A method is given for analyzing barrier‐dependent ``tunnel effect'' splittings in rotational spectra of molecules with two equivalent tops. The perturbation treatment is an extension of the ``principal axis'' method for single‐top molecules, and is limited to torsional states in which the two principal torsional quantum numbers are identical. Tables of perturbation coefficients are given from which the effects of top‐top coupling on the rotational spectrum may be calculated. The microwave spectra of six isotopic species of dimethyl silane have been investigated in the region 8 to 25 kMc. Changes in moments of inertia with isotopic substitution yield the following structural parameters: $$\begin{array}{cccc}\mathrm{SiC}& \text{1.867±0.002\hspace{0.17em}}\mathrm{A}& \mathrm{CSiC}& {110}^{\circ }{59}^{\prime }{\text{±10}}^{\prime }\\ \mathrm{SiH}& \text{1.483±0.005\hspace{0.17em}}\mathrm{A}& \mathrm{HSiH}& {107}^{\circ }{50}^{\prime }{\text{±20}}^{\prime }\\ \mathrm{CH}& \text{1.095±0.005\hspace{0.17em}}\mathrm{A}& \mathrm{HCH}& {108}^{\circ }{0}^{\prime }{\text{±20}}^{\prime },\\ & {\text{2θ=110}}^{\circ }{59}^{\prime }{\text{±1}}^{\circ },& & \end{array}$$ where 2θ is the angle between the symmetry axes of the methyl groups.
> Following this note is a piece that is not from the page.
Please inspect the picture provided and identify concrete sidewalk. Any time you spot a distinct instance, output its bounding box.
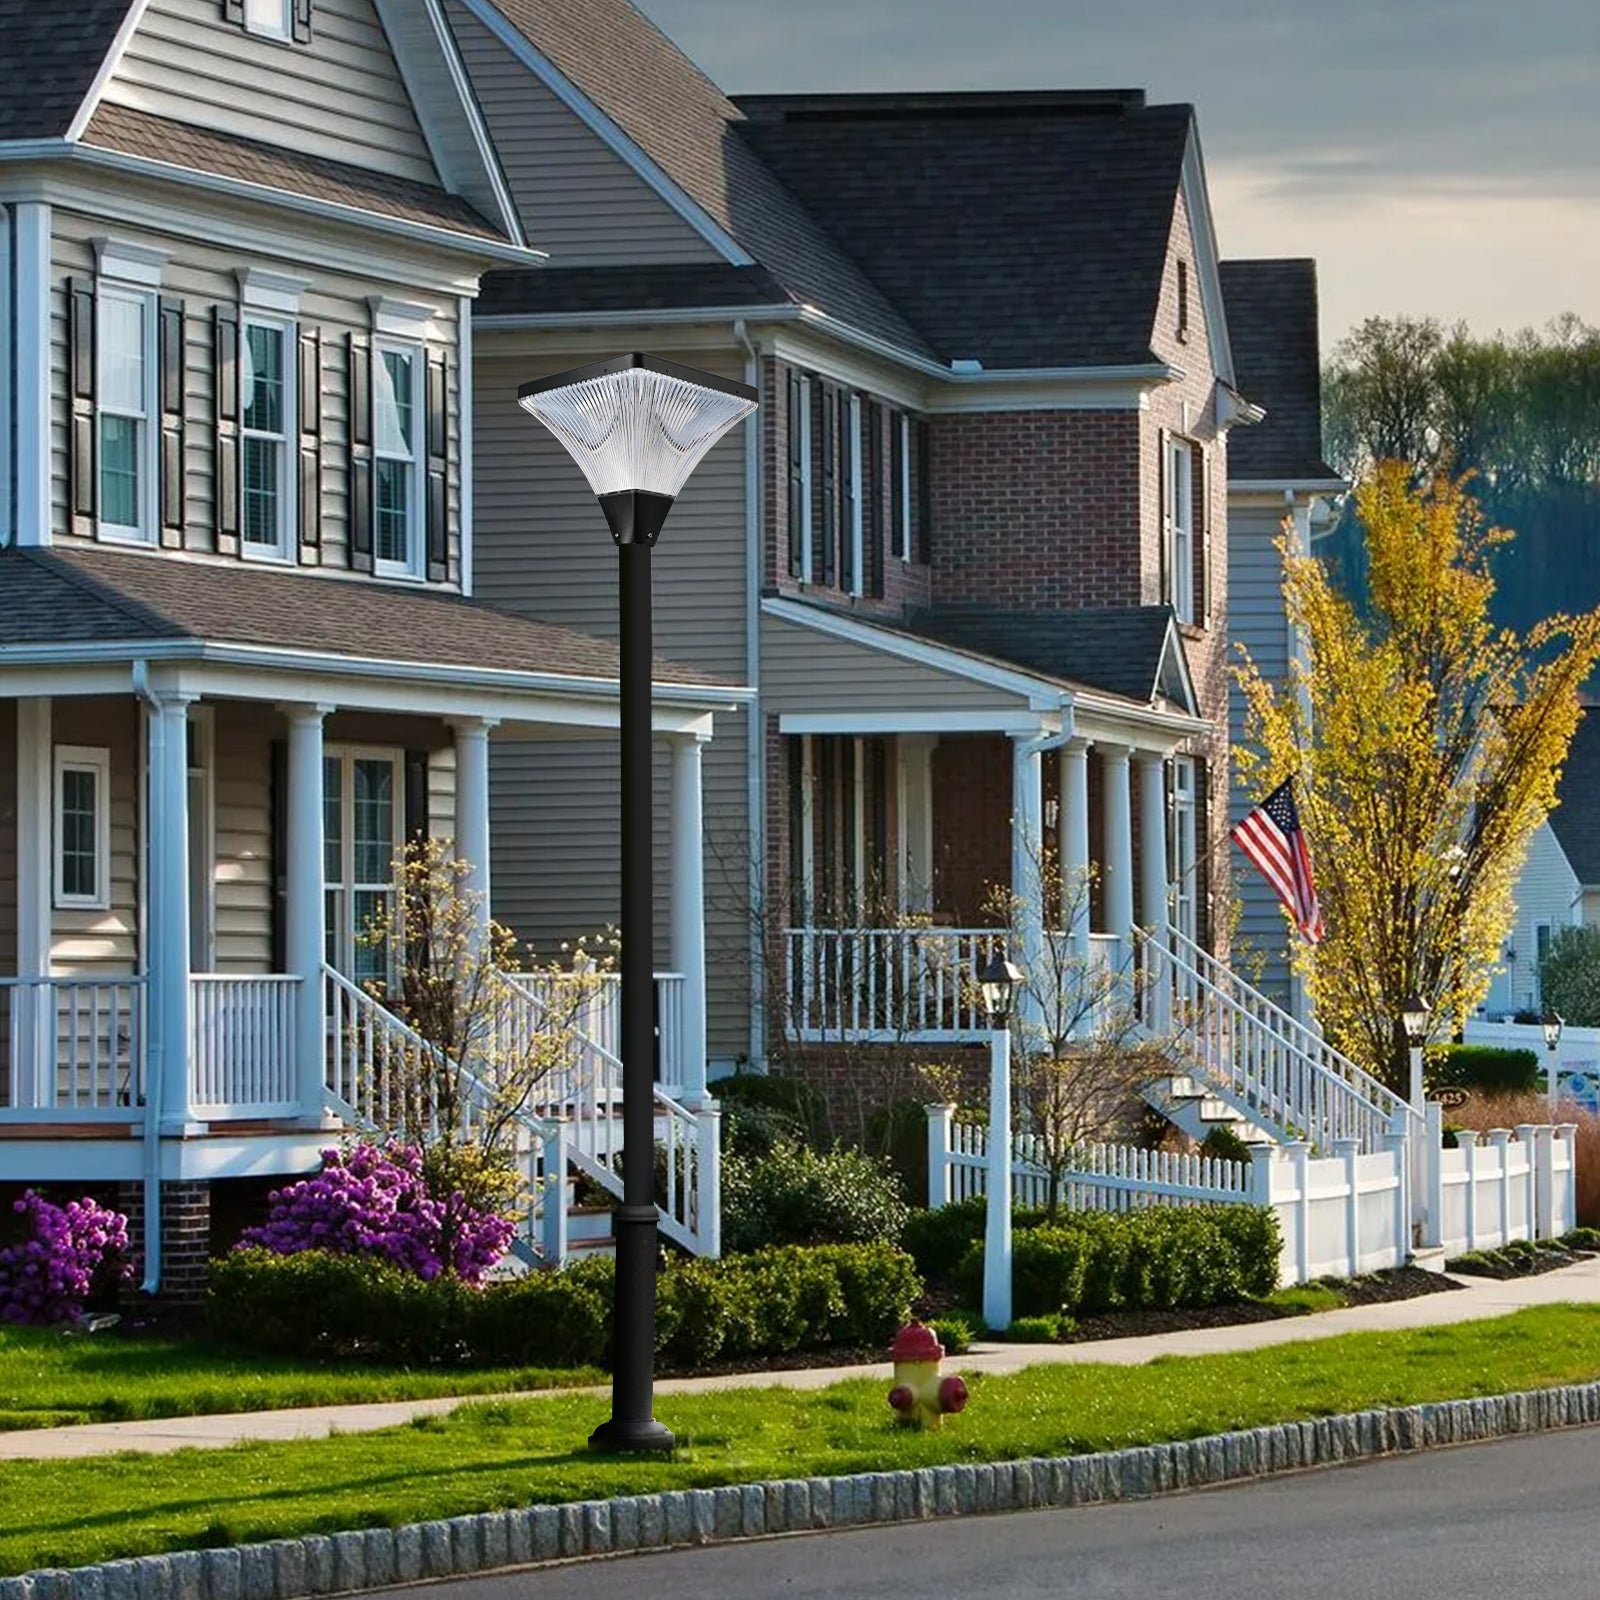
[5,1257,1599,1462]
From splittings in the rotational spectrum the angle 2θ is found to be 110°50′±20′. Analysis of splittings for (CH₃)₂SiH₂, (CH₃)₂SiD₂, and (CH₃) (CD₃)SiH₂ indicates that coupling between tops is very small. Assuming no coupling, the barrier to internal rotation is 1647±3 cal/mole. From Stark effect measurements the dipole moment is found to be 0.75±0.01D.